Friday is quarter finals day at the 2017 Monte-Carlo Masters, with Novak Djokovic and Rafa Nadal among those seeking semi final berths in the principality.
We finally managed to get back in the payout queue on Thursday at the Monte-Carlo Masters when Diego Schwartzman cruised past Jan-Lennard Struff for what was in the end an easy win for the 2-0 set betting wager.
If only I’d gone bigger on that one, as the much-discussed second set bagel was delivered by Schwartzman in that match.
But when you’re on a bad run the seemingly straightforward becomes impossible and misfortune lurks around every corner, and again in Monte-Carlo we found a loser from the brink of victory when Marin Cilic served for a comfortable straight sets win over Tomas Berdych at *5-4 in set two, having only faced one break point all match – and got broken.
Not only that, but Cilic served the next game out with three aces and ran through the resulting tie break 7-0 just for good measure.
We got what we wanted from an outright perspective when Andy Murray lost (from 4-0 up final set and 1.02 in-running), but Berdych and Stan Wawrinka went out.
All of that means the top half of the draw sees Albert Ramos face Cilic and Lucas Pouille take on Pablo Cuevas for semi final spots.
In the opening match of the day at 10:00 UK time Cilic brings an excellent record against left-handers into his clash with Ramos, who the Croat has beaten the last three times they’ve met.
Cilic has a 15-6 main level career record on clay versus lefties and on all surfaces he’s slightly better percentage-wise with a 60-22 mark and discounting matches against Rafa Nadal he’s won 32 of his last 34 versus left-handers.
He has marginally better service hold/break stats on clay than Albert Ramos over his last 10 matches and if he continues to hit his forehand as well as he did against Berdych Cilic should progress.
I’d just give the edge to Pablo Cuevas in the second match of the day when the Uruguayan takes on Lucas Pouille for the first time in his career, but his price isn’t great value after that performance against Wawrinka.
Cuevas holds serve 11.6% more often than Pouille on clay at main level over the past year, but I’d have to rate the Frenchman as a better big match player than Cuevas, who often shrinks at majors and Masters level.
He showed no sign of mental frailty against Wawrinka though and was a worthy winner on the day against Stan, who Cuevas made look very ordinary on the day.
Pouille had a day off, more or less, after Adrian Mannarino couldn’t compete after a recurrence of his hip injury in his previous match against Jo-Wilfried Tsonga, so Pouille played only three games on Thursday and should be fresh.
David Goffin vs Novak Djokovic
The third match of the day looks the one where there might be a bit of value, as Goffin takes on Djokovic for the first time on clay since the first round of the 2013 French Open.
Djokovic was a 1.01 chance that day, but Goffin pushed him and lost out by only five games over three sets, and in the Belgian’s clashes with the Serb in the last 20 months or so Goffin has acquitted himself well.
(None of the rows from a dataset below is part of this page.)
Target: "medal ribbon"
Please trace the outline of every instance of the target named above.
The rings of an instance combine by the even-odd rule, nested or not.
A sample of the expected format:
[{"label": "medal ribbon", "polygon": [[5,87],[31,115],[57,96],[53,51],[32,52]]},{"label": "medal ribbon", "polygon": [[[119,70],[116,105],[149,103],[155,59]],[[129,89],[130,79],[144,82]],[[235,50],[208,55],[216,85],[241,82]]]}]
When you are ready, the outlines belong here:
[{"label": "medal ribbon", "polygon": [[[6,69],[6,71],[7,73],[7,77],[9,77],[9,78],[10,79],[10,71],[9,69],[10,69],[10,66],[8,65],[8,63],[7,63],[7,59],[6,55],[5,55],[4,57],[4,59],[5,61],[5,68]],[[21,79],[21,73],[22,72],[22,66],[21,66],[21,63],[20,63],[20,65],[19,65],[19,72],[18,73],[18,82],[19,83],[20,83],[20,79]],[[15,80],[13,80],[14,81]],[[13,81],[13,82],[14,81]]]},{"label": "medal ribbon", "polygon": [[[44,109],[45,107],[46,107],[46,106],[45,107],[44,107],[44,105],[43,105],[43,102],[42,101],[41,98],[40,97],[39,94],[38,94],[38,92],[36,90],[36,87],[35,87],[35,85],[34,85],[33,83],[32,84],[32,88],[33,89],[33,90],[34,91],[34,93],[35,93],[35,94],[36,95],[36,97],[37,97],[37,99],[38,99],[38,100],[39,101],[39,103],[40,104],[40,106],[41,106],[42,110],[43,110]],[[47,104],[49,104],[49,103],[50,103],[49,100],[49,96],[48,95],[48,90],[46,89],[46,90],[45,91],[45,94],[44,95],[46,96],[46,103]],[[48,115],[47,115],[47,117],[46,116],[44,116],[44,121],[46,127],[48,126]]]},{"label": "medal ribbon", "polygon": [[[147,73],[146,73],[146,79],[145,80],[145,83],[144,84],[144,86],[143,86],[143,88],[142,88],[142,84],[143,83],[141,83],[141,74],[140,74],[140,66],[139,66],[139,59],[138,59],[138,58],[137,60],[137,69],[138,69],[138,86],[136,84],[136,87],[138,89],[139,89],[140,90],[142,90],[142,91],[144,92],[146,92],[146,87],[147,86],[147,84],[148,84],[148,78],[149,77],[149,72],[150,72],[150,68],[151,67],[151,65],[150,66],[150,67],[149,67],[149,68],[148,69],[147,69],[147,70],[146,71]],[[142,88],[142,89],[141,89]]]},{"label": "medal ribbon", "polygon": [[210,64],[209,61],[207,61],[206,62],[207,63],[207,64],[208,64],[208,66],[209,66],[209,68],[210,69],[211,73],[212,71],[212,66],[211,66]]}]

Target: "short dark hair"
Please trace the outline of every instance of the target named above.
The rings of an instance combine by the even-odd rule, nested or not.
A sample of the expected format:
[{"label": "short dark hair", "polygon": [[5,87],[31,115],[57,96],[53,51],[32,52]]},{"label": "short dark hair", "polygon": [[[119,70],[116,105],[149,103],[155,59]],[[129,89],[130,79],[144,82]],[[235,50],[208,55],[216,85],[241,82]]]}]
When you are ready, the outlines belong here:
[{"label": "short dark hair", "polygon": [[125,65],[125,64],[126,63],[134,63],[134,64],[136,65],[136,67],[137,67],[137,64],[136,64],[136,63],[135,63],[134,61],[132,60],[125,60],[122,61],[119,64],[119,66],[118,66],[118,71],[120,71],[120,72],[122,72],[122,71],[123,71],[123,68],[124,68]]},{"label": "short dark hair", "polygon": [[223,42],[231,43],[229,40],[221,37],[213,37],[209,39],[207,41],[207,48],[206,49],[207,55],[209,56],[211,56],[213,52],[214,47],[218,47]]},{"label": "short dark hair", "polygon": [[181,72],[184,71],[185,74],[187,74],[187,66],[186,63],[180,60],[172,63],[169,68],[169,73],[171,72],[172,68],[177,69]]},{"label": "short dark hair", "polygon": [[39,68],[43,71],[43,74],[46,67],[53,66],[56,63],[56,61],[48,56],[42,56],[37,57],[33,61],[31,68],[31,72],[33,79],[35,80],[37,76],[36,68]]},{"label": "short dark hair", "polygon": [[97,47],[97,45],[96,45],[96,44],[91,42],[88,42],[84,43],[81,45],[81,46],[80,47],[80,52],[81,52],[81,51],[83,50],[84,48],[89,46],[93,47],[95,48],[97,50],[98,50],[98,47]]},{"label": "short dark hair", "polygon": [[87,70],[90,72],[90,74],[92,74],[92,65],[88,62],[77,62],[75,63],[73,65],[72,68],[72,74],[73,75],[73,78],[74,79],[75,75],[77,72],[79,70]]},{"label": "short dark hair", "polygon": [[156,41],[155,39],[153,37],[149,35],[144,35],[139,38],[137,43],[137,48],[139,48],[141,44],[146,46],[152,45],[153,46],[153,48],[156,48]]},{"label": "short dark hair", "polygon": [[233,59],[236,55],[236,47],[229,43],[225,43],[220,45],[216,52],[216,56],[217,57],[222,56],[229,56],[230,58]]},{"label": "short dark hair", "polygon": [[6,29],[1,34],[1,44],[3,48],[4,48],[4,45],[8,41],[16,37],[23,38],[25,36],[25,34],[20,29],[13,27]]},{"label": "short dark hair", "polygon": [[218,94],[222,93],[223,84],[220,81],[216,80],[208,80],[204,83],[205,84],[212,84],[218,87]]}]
We can forget his drubbing at the hands of Djokovic when Goffin came in as a very late alternate at the World Tour Finals, as he’d had no preparation and can’t have had much motivation (other than money) in that one.
Goffin won just the one point fewer than the Serb in Cincy in August 2015 and only seven points fewer in Miami last season and that was back when Novak was at his best, which we can’t really say about him right now.
Gilles Simon should have beaten Djokovic, while Pablo Carreno Busta was also not too far away, so purely on those form lines you’d have to give Goffin a chance.
He showed some determination to come from behind in the final set to take down Dominic Thiem on Thursday and in the 2017 season on all surfaces it’s actually Goffin who narrowly leads the service hold/break numbers.
Goffin weighs in with 112 (81.4% holds/30.6% breaks), while Djokovic is on 111.4 (83.3% holds/28.1% breaks) and the Serb has been broken nine times already this week.
At this moment in time there isn’t much between them and this looks Goffin’s best chance to beat the Serb, but the sensible wager would be to side with the Belgian +3.5 games at 2.04.
The final match of the day sees Nadal take on Schwartzman and as classy an operator on the red dirt as the Argentine is I can’t see him having quite enough to stun the Spaniard.
I expect he’ll keep it closer than Alexander Zverev did on Thursday though, but I don’t really fancy taking Nadal on with a player of the height of Schwartzman.
The only player under 5’10” to beat Rafa in a completed match in the last 11 years is David Ferrer and on clay Rafa has lost only one match to a player in that height bracket (Ferrer) since a loss to Gaston Gaudio in the 2005 Buenos Aires event.